İnternet her şeye sahiptir, böylece istediğinizi elde edersiniz. Ağırlıklı olarak bu olayları ve bu olayların oluşum şekillerini öncelikle kültür, sanat ve resim bağlamında araştırdım ve takip ettim. Bunun neticesinde, bir şeyi beğenirsem, benimle aynı alana ilgi duyan insanlarla paylaşırım ya da bazen onlar benimle bir şeyler paylaşırlar ve sonra çoğunlukla birbirimizi neler olduğu konusunda döngüde tutmaya çalışırız, bu yüzden ciddi sanattan karikatürlere ve çizgi romanlar gibi şeylere kadar medyayı hep takip etmeye çalıştım.
Pandeminin işimi istediğimden daha fazla etkilediğini düşünüyorum. Aslında, sahip olduğum özgürlüğe şimdi sahip olmadığım için değil, daha azına sahip olduğum için böyleyim çünkü başıma gelen bazı şeylerle meşgulüm. Ve tabii bunun faaliyetlerim ve işlerim üzerinde etkisi de var, bu beni rahatsız ediyor çünkü normalde kesinlikle resim veya başka bir şey yapıyor olurdum.

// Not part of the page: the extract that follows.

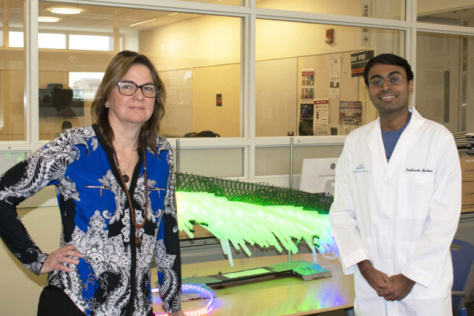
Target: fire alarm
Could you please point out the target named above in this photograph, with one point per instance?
(329, 36)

Çalışmamdaki temalar hayata bağlı şeyler, olaylara pozitif bir açıdan bakmakla alakalı. Benim çalışmam esasen, söyleyecek olursam, optimist ve şimdiki çalışmalarım eskiden olduğu kadar optimist olamıyor, bunun nedeni tam olarak gündelik hayatın olduğu gibi olmasından kaynaklı. Aslında ben hayatımı değiştirmedim, fakat bu durum, pandemi hayatımı değiştirdi, hayat hakkında çalıştığım temaları değiştirdi. Resim yaptığım zamanlarda, hayattan kesitlerle resim yapardım, resimlerimdeki hayat tasviri olumludur, hatta gözlemcilerimi de bu şekilde etkilediğini düşünüyorum. Bunlar onların yorumlarından bazıları. Ve şimdi ise bu sefer planladığım sergiyi yaparsam resimlerimde eskisi kadar mutlu temaların olmayacağını düşünüyorum. Tabii yine de bir mesajı ve dersi olacak. Yeni çalışmam kesinlikle bu sefer yaşamakta olduklarımız ile ilgili olacak.
Dejan Kitić (1982 d.) Priştineli bir görsel sanatçıdır. Dejan, Yüksek lisansını Petar Đuza’nın danışmanlığında Zvečan Güzel Sanatlar Fakültesi Resim Bölümü’nde yapmış olup devamında birçok karma sergiye katıldı ve çeşitli sanat ödülleri kazanmıştır. Kendisi resim yapmanın yanı sıra müzik ile de uğraşmaktadır. Şimdi Gušterica’nın aşağısındaki Knez Lazar İlköğretim Okulu’nda figüratif sanatlar öğretmeni olarak çalışıyor. Sara ve Stefan adında iki çocuğu ve ailesiyle birlikte Ugljar’da yaşamaktalar.